A team of astronomers peering deep into the heavens has discovered the earliest, most distant galaxy yet, spotted just 670 million years after the big bang.
The findings, described this week in the Astrophysical Journal Letters, reveal a surprisingly bright and active galaxy that could shed light on what the universe, now 13.8 billion years old, was like in its formative years.
This study adds to mounting evidence that many young galaxies in the early universe were much more rambunctious than scientists once realized, said astrophysicist Steven Finkelstein of the University of Texas at Austin.
"The average galaxy should be forming fewer and fewer stars, but we're finding a population of some galaxies that are forming lots of stars," said Finkelstein, who was not involved in the research. "That was unexpected."
Capturing an image from a far-off light source is a way of looking back in time. When we glimpse the sun, we're seeing a snapshot of what it looked like eight minutes ago. The same principle applies for the light coming from the galaxy known as EGS-zs8-1 — except that our snapshot of it is roughly 13.1 billion years old, a time when the galaxy was only about 100 million to 200 million years old.
"We're actually looking back through 95% of all time to see this galaxy," said Garth Illingworth, an astronomer at UC Santa Cruz who worked on the study. "It's really a galaxy in its infancy … when the universe was in its infancy."
EGS-zs8-1 is so far away that its light is exceedingly faint. Yet, as it now appears to astronomers, it's forming stars at roughly 80 times the rate the much younger Milky Way does today. This precocious little galaxy has built up about 8 billion suns' worth of mass, more than 15% of the mass of the Milky Way, even though it has been around for a tiny fraction of the Milky Way's approximately 13 billion years in business.
One of the many challenges with looking for such faint galaxies is that it's hard to tell whether they're bright and far, or dim and near. Astronomers can usually figure this out by measuring how much the distant starlight gets stretched, or "redshifted," as it travels across the universe to Earth.
The astronomers studied the faint light from this galaxy using NASA's Hubble and Spitzer space telescopes. But EGS-zs8-1 seemed to be too bright to be as far away as the Hubble data suggested.
To resolve this discrepancy, the team used the MOSFIRE infrared spectrograph at the Keck I telescope in Hawaii to search for a particularly reliable fingerprint of hydrogen in the starlight. This fingerprint, known as the Lyman-alpha line, lies in the ultraviolet part of the light spectrum. And indeed, they found the telltale line, though it had been shifted to redder, longer wavelengths during its epic journey to Earth.
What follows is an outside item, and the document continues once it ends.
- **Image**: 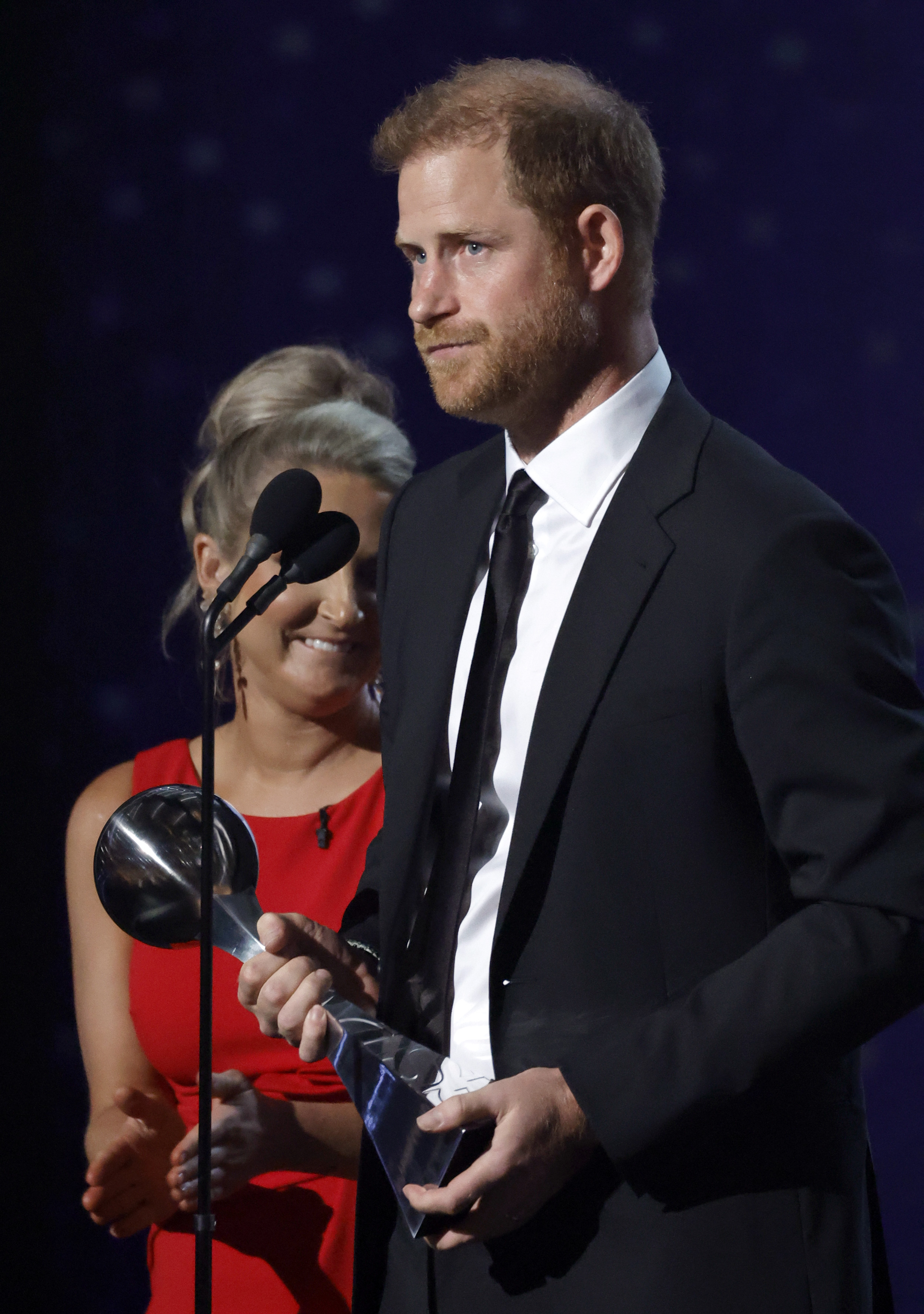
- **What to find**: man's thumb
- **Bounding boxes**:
[212,1068,251,1103]
[256,912,310,957]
With that settled, the team was able to put constraints on the star mass, star formation rate and formation epoch of the galaxy.
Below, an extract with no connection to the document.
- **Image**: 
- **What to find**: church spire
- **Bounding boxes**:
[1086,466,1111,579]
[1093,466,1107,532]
The Lyman-alpha line also revealed details about the process through which the universe's haze of neutral hydrogen cleared up, a period called the epoch of reionization. As stars formed and galaxies filled the dim universe with new light, their ultraviolet radiation eventually ionized the hydrogen, allowing the once-blocked Lyman-alpha wavelengths to shine through.
Early galaxies such as EGS-zs8-1 are "probably the source of ultraviolet radiation that ionized the whole universe," Illingworth said.
Scientists have looked for the Lyman-alpha line in other distant galaxies and come up empty. That might mean that their light was still being blocked by a haze of hydrogen that hadn't been ionized yet.
"The fact that you actually see Lyman-alpha from the galaxy so deep into the epoch of reionization tells you it could be that reionization is really patchy," Finkelstein said.
But it's hard to say with just isolated examples, Illingworth said. If scientists can survey many galaxies from different points in the universe's very early history, they can get a better sense of how reionization may have progressed.
"It's when you have 50 that you can really say something about what galaxies were really like then," he said.
As astronomers push the limits of current telescopes — and especially once NASA's James Webb Space Telescope launches sometime around 2018 — they are sure to find galaxies that formed even closer to the birth of the universe than EGS-zs8-1.
"You don't get to be record-holder very long in this business," Illingworth said.
Finkelstein should know.
"This paper broke my record," he said. "I was kind of waiting for it to happen.... I had it for about 18 months, which is pretty good in this game."